AK PARTİ İZMİR'DEN İSRAİL'E 'SAVAŞ AHLAKI' HATIRLATMASI
AK Parti İzmir İnsan Hakları Başkanlığı, İsrail’in, Gazze Şeridi’ne yönelik ablukası ve saldırılarına ilişkin değerlendirmeyi, AK Parti İnsan Hakları Başkanlığı’nın 81 il teşkilatında, eş zamanlı düzenlediği, ortak basın açıklaması ile gerçekleştirdi.
İl Başkanlığı’nda düzenlenen toplantıda, basın açıklamasını okuyan AK Parti İzmir İnsan Hakları Başkanı Emrullah Duran, ‘’İsrail’in, 10 Ekim 2023'te ilan ettiği abluka altındaki Gazze Şeridi'ne yönelik saldırıları sonucunda, çocuk, genç, yaşlı ve kadın erkek 700’ü aşkın kişi hayatını kaybetti, yüzlerce kişi yaralandı. Dünya, İsrail tarafından Gazze Şeridi'ne yönelik devam eden ablukanın altında yaşayan masum sivillerin acılarını görmektedir. İsrail'in Gazze'ye uyguladığı bu abluka, uzun yıllardır devam eden bir insan hakları ihlali ve insani krizin sonucu oluşmuştur. Gazze halkı, yıllardır temel haklarından mahrum bırakılmış ve yaşam koşulları her geçen gün daha da kötüleşmektedir. İsrail ablukası altındaki Gazze Şeridi'nde yaşayan insanlar, temel ihtiyaçlara erişimlerinin sınırlanması, elektrik ve su kesintileri gibi ciddi sorunlarla karşı karşıyadır. Ayrıca, Gazze'de ibadethaneler, hastaneler, okullar, hepsi acımasızca vurulmaktadır. Bu durum, masum sivillerin hayatlarını tehdit etmektedir. Ateşe benzin dökmenin, hele hele sivilleri ve sivil yerleşim yerlerini hedef almanın kimseye bir faydası olmayacaktır. Gazze Şeridi'ndeki ablukanın sonlandırılması ve Gazze halkının yaşam koşullarının iyileştirilmesi için uluslararası toplumun çabalarını artırması gerekmektedir.’’ ifadelerini kullandı.

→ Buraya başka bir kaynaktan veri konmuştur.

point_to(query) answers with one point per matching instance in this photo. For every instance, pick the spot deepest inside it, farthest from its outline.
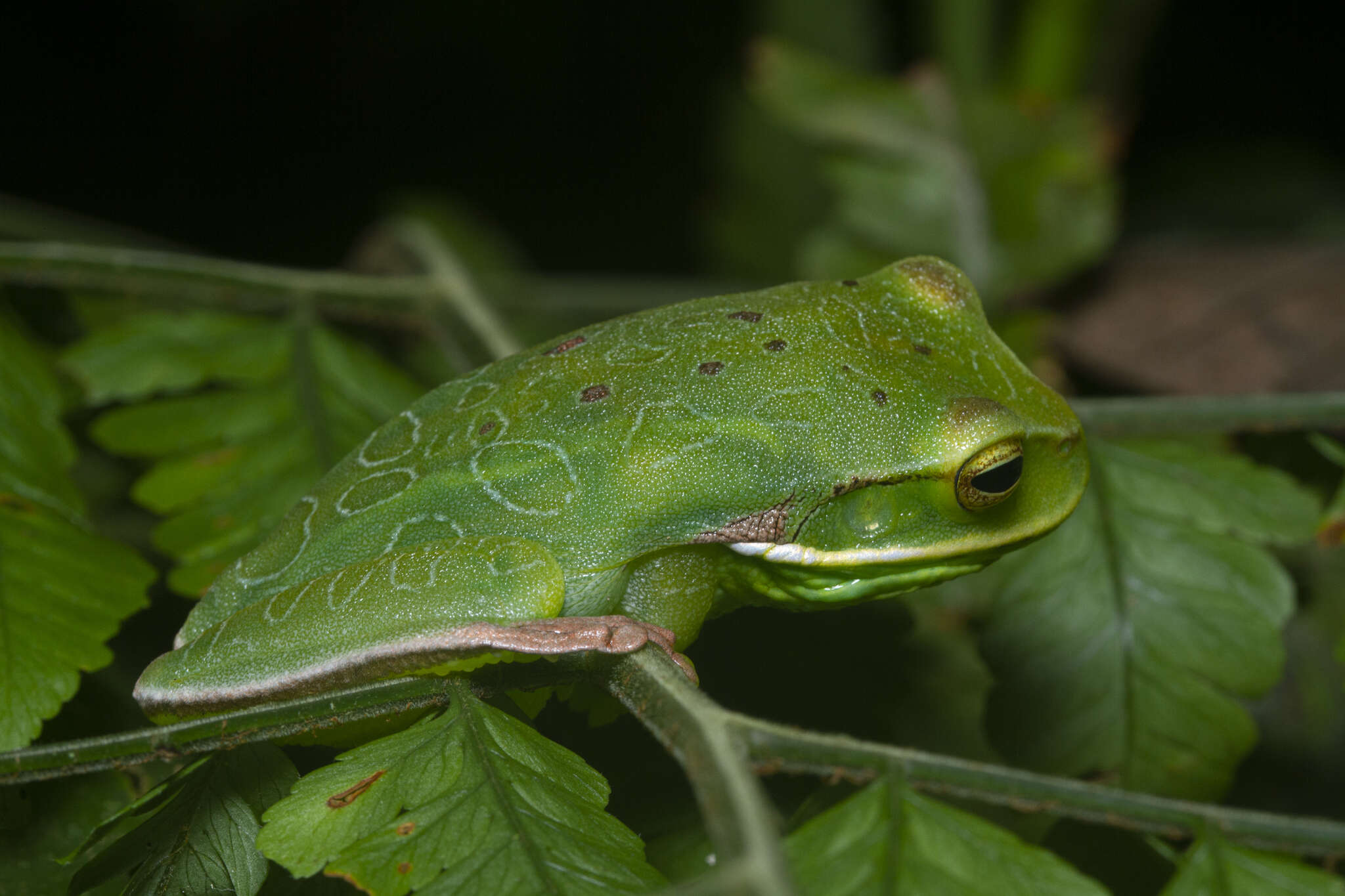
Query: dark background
(276, 132)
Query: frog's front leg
(440, 606)
(557, 636)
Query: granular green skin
(831, 416)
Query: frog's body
(806, 445)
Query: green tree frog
(805, 446)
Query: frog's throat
(803, 555)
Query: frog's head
(989, 459)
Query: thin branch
(738, 815)
(780, 748)
(1157, 416)
(715, 746)
(456, 286)
(195, 278)
(663, 700)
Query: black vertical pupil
(998, 479)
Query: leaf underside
(64, 590)
(1124, 644)
(278, 403)
(470, 801)
(200, 828)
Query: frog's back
(655, 429)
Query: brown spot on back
(967, 410)
(767, 526)
(346, 797)
(567, 345)
(938, 281)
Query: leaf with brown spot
(349, 796)
(470, 796)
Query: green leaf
(64, 590)
(41, 822)
(1124, 643)
(1214, 865)
(471, 801)
(232, 461)
(1017, 196)
(889, 840)
(1331, 530)
(163, 352)
(200, 828)
(35, 450)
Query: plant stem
(715, 746)
(456, 286)
(775, 748)
(738, 815)
(195, 278)
(1157, 416)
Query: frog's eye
(989, 476)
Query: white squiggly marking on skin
(762, 410)
(309, 534)
(416, 427)
(341, 503)
(350, 595)
(414, 521)
(681, 453)
(267, 614)
(499, 498)
(210, 648)
(639, 418)
(481, 393)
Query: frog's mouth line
(802, 555)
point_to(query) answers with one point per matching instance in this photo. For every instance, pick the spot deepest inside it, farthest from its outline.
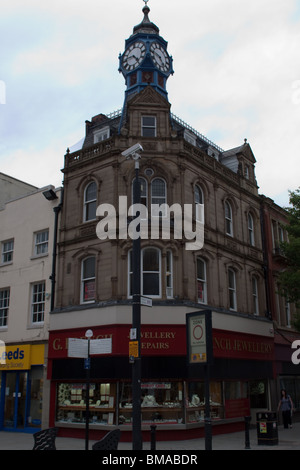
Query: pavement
(288, 439)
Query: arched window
(158, 195)
(90, 202)
(199, 199)
(150, 273)
(150, 268)
(255, 304)
(88, 279)
(201, 281)
(228, 219)
(169, 275)
(232, 289)
(251, 230)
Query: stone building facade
(180, 166)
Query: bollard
(153, 437)
(247, 435)
(208, 433)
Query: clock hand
(159, 57)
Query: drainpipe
(56, 211)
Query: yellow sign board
(134, 348)
(20, 356)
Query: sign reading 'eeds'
(79, 347)
(199, 337)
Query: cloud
(236, 75)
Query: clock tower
(145, 60)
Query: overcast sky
(237, 76)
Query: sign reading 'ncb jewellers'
(199, 337)
(20, 356)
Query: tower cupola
(145, 60)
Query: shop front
(172, 393)
(21, 387)
(287, 366)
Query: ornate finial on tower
(146, 26)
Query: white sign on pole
(100, 346)
(77, 348)
(146, 301)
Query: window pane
(38, 302)
(4, 304)
(200, 269)
(149, 126)
(89, 268)
(149, 121)
(198, 195)
(91, 210)
(89, 290)
(150, 260)
(158, 188)
(151, 283)
(91, 192)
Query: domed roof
(146, 26)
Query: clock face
(160, 57)
(134, 55)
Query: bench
(45, 440)
(109, 442)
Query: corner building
(94, 277)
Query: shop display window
(237, 401)
(162, 403)
(71, 403)
(258, 394)
(195, 406)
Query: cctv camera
(132, 151)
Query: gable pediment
(148, 96)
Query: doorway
(15, 399)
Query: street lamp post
(136, 310)
(88, 335)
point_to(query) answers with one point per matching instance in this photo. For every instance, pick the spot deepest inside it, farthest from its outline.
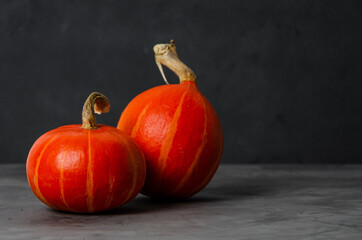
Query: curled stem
(95, 103)
(165, 54)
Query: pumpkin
(178, 131)
(86, 168)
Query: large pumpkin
(177, 129)
(86, 168)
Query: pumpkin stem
(165, 54)
(95, 103)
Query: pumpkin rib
(137, 125)
(138, 122)
(89, 182)
(61, 183)
(110, 195)
(134, 166)
(171, 132)
(214, 167)
(36, 173)
(191, 168)
(131, 155)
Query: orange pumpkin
(178, 131)
(86, 168)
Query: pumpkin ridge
(131, 155)
(61, 184)
(191, 168)
(89, 183)
(36, 180)
(138, 122)
(171, 132)
(110, 195)
(215, 165)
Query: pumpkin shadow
(143, 204)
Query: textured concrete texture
(241, 202)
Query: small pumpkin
(86, 168)
(177, 129)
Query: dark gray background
(284, 76)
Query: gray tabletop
(241, 202)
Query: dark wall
(284, 76)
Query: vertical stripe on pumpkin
(61, 182)
(89, 183)
(191, 168)
(171, 132)
(36, 174)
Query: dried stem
(95, 103)
(165, 54)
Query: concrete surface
(241, 202)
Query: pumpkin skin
(76, 169)
(180, 135)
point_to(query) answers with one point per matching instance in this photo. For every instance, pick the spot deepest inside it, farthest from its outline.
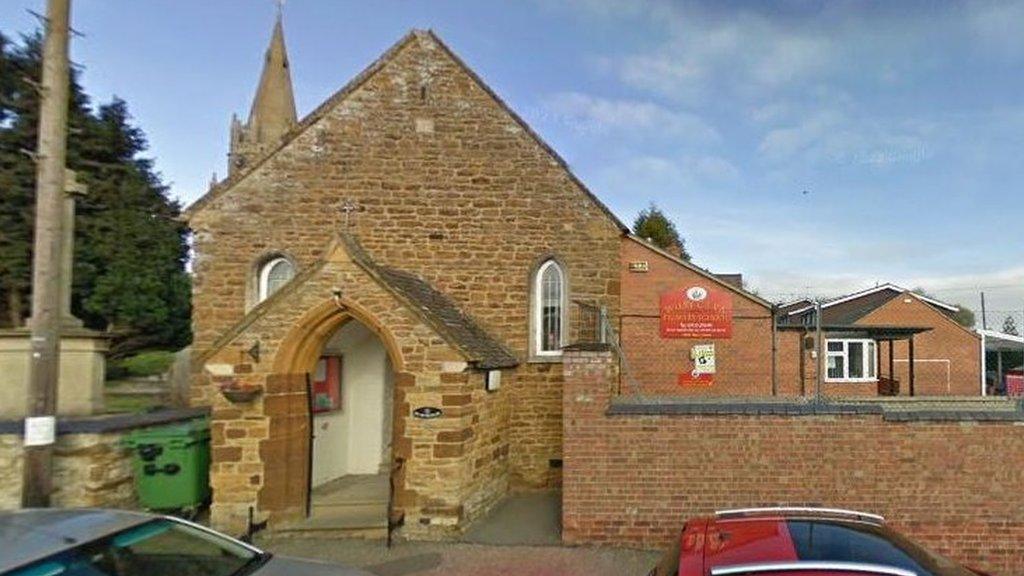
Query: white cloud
(998, 27)
(585, 114)
(704, 56)
(841, 137)
(667, 178)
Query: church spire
(272, 113)
(273, 108)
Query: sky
(818, 148)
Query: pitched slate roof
(439, 312)
(723, 280)
(851, 307)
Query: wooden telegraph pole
(40, 424)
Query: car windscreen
(161, 547)
(868, 543)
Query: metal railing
(811, 566)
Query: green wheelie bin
(171, 464)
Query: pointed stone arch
(286, 450)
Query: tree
(1010, 326)
(964, 316)
(653, 225)
(130, 249)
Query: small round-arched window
(549, 309)
(274, 274)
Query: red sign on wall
(690, 379)
(696, 312)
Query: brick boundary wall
(634, 479)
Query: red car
(806, 541)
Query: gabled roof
(358, 81)
(433, 307)
(699, 271)
(872, 298)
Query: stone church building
(397, 298)
(410, 251)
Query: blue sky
(816, 147)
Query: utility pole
(818, 350)
(40, 424)
(984, 322)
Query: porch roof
(438, 311)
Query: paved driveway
(453, 559)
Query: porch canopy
(997, 342)
(879, 333)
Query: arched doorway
(329, 457)
(352, 387)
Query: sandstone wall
(89, 469)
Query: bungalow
(921, 346)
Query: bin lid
(195, 429)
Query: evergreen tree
(653, 225)
(130, 249)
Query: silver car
(99, 542)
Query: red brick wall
(742, 362)
(634, 480)
(947, 358)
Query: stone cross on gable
(347, 208)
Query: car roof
(33, 534)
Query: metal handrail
(770, 567)
(802, 509)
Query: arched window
(274, 274)
(549, 310)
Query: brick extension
(634, 479)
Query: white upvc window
(549, 310)
(851, 360)
(274, 274)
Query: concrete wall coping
(111, 422)
(907, 410)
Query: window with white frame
(549, 310)
(272, 275)
(851, 360)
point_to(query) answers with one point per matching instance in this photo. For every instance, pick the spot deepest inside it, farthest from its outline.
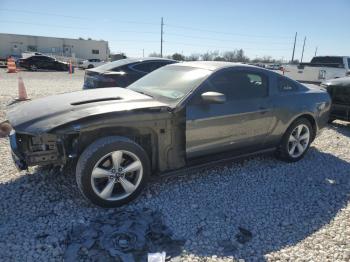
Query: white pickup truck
(91, 63)
(319, 69)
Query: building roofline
(53, 37)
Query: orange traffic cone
(22, 93)
(11, 65)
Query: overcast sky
(258, 27)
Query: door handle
(263, 110)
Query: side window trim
(133, 67)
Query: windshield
(170, 83)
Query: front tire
(296, 141)
(112, 171)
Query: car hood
(45, 114)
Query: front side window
(285, 85)
(237, 85)
(170, 83)
(143, 67)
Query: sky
(259, 27)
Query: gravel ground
(254, 210)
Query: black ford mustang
(123, 72)
(179, 115)
(339, 90)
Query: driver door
(243, 121)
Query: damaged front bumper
(17, 157)
(29, 150)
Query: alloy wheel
(298, 140)
(116, 175)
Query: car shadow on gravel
(244, 210)
(341, 126)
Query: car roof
(213, 65)
(142, 59)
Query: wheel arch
(310, 118)
(145, 137)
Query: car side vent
(95, 101)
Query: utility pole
(302, 53)
(161, 37)
(295, 40)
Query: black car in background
(36, 62)
(339, 90)
(122, 73)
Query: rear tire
(112, 171)
(296, 141)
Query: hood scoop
(95, 100)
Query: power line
(225, 33)
(221, 47)
(161, 37)
(71, 17)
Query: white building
(15, 45)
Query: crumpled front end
(28, 150)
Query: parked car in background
(319, 69)
(91, 63)
(179, 115)
(29, 54)
(339, 90)
(273, 66)
(122, 72)
(36, 62)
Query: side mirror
(213, 98)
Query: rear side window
(285, 85)
(240, 84)
(143, 67)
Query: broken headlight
(5, 129)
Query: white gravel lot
(257, 209)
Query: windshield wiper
(144, 93)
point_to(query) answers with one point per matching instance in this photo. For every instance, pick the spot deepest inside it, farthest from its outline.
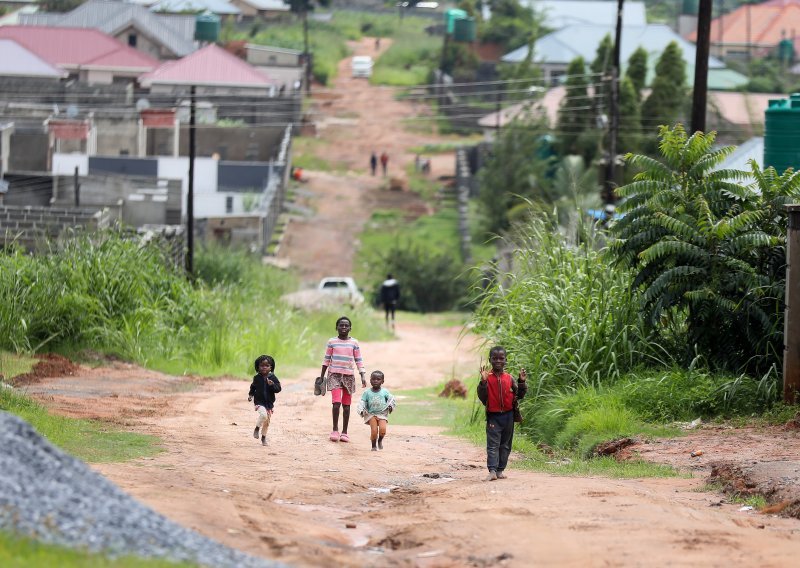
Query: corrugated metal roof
(210, 66)
(111, 17)
(271, 5)
(566, 44)
(73, 47)
(222, 7)
(562, 13)
(17, 61)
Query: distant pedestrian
(342, 357)
(390, 294)
(375, 407)
(373, 162)
(499, 393)
(384, 162)
(262, 393)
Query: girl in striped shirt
(342, 357)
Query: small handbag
(320, 386)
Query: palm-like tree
(707, 248)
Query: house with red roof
(754, 29)
(213, 71)
(86, 54)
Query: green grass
(12, 365)
(465, 418)
(88, 440)
(18, 552)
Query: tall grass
(564, 314)
(114, 296)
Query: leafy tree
(511, 25)
(669, 96)
(575, 113)
(517, 170)
(706, 250)
(637, 70)
(630, 123)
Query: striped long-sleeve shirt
(343, 355)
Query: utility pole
(613, 130)
(306, 53)
(190, 197)
(700, 91)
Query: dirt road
(420, 502)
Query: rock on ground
(55, 498)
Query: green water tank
(690, 7)
(450, 17)
(782, 133)
(464, 29)
(786, 51)
(206, 27)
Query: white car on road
(343, 287)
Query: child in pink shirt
(342, 357)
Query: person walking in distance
(373, 162)
(384, 162)
(342, 356)
(390, 294)
(262, 393)
(499, 393)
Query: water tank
(450, 16)
(464, 29)
(690, 7)
(782, 133)
(206, 27)
(786, 51)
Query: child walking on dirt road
(375, 407)
(499, 393)
(263, 388)
(342, 357)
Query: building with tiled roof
(163, 36)
(556, 50)
(213, 70)
(17, 61)
(87, 54)
(754, 29)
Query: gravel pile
(54, 498)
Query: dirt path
(353, 119)
(421, 501)
(295, 499)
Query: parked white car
(362, 66)
(343, 287)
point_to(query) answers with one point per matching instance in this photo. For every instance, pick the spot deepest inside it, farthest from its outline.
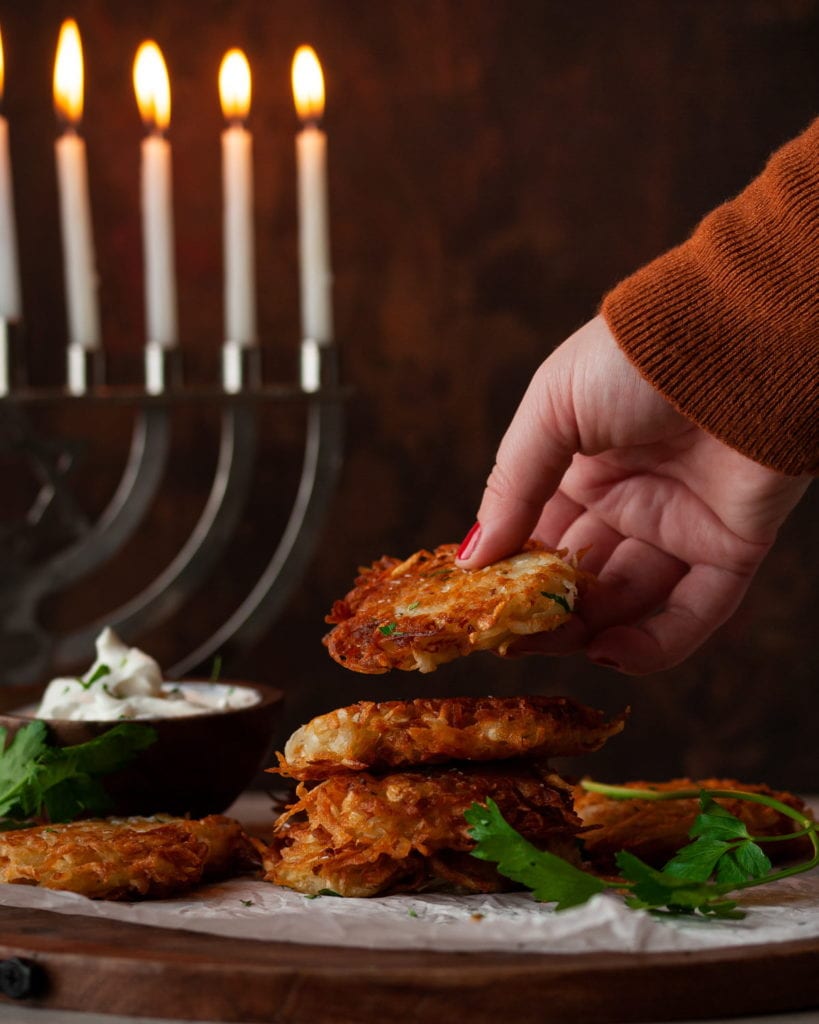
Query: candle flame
(308, 84)
(234, 86)
(153, 86)
(69, 79)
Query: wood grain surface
(102, 966)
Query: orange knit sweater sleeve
(726, 326)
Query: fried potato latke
(365, 835)
(425, 610)
(126, 858)
(654, 830)
(398, 733)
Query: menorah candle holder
(29, 652)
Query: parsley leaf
(722, 848)
(551, 879)
(722, 858)
(39, 780)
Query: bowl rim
(268, 695)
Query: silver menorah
(28, 651)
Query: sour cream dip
(126, 683)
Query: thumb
(532, 457)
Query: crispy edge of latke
(363, 647)
(127, 858)
(435, 730)
(654, 830)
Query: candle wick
(69, 127)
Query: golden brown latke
(430, 730)
(368, 835)
(126, 858)
(425, 610)
(655, 830)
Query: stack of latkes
(383, 788)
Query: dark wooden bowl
(199, 764)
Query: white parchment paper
(250, 909)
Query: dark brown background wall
(496, 168)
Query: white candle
(78, 242)
(9, 272)
(158, 242)
(314, 261)
(154, 97)
(75, 207)
(240, 274)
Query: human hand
(676, 521)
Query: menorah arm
(319, 472)
(166, 594)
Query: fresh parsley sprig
(42, 782)
(722, 859)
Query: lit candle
(240, 285)
(154, 98)
(9, 273)
(75, 208)
(316, 278)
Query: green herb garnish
(39, 781)
(722, 859)
(99, 673)
(559, 599)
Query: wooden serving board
(84, 964)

Abluka uygulamaları savaş ahlakına uymamaktadır
AK Parti İzmir İnsan Hakları Başkanı Emrullah Duran, sözlerini şöyle sürdürdü; ‘’Gazze halkı, barış ve adalet isteğiyle direnişini sürdürmektedir. Cumhurbaşkanımız Sayın Recep Tayyip Erdoğan’ın da girişimleriyle uluslararası toplum, Gazze'deki insanların temel haklarına saygı gösterilmesi ve onların daha iyi bir geleceğe sahip olmaları için gereken adımları atmaya davet edilmektedir. 1967 sınırları temelinde bağımsız ve coğrafi bütünlüğe sahip, başkenti Doğu Kudüs olan bir Filistin Devleti’nin hayata geçirilmesi gerekmektedir. Bu konuda geç kaldığımız her gün, maalesef bölgemiz çatışma, kan ve gözyaşı girdabından kurtulamayacaktır. Sivil yerleşimleri hedef almayı doğru bulmuyoruz. Savaşın da bir ahlakı vardır. Abluka uygulamaları savaş ahlakına uymamaktadır. Abluka savaş değil katliamdır. Sivilleri cezalandırmak kimseye kazandırmaz. Masumlar ölmesin, daha fazla kan akmasın. Bölgede etkili tüm aktörleri, barışın tesisi için sorumluluk almaya çağırıyoruz. Biz var olan gücümüz ve çıktığı kadar avazımızla Daha Adil Bir Dünyanın Mümkün olduğuna dair inancımızı tüm meydanlarda söylemeye devam edeceğiz.’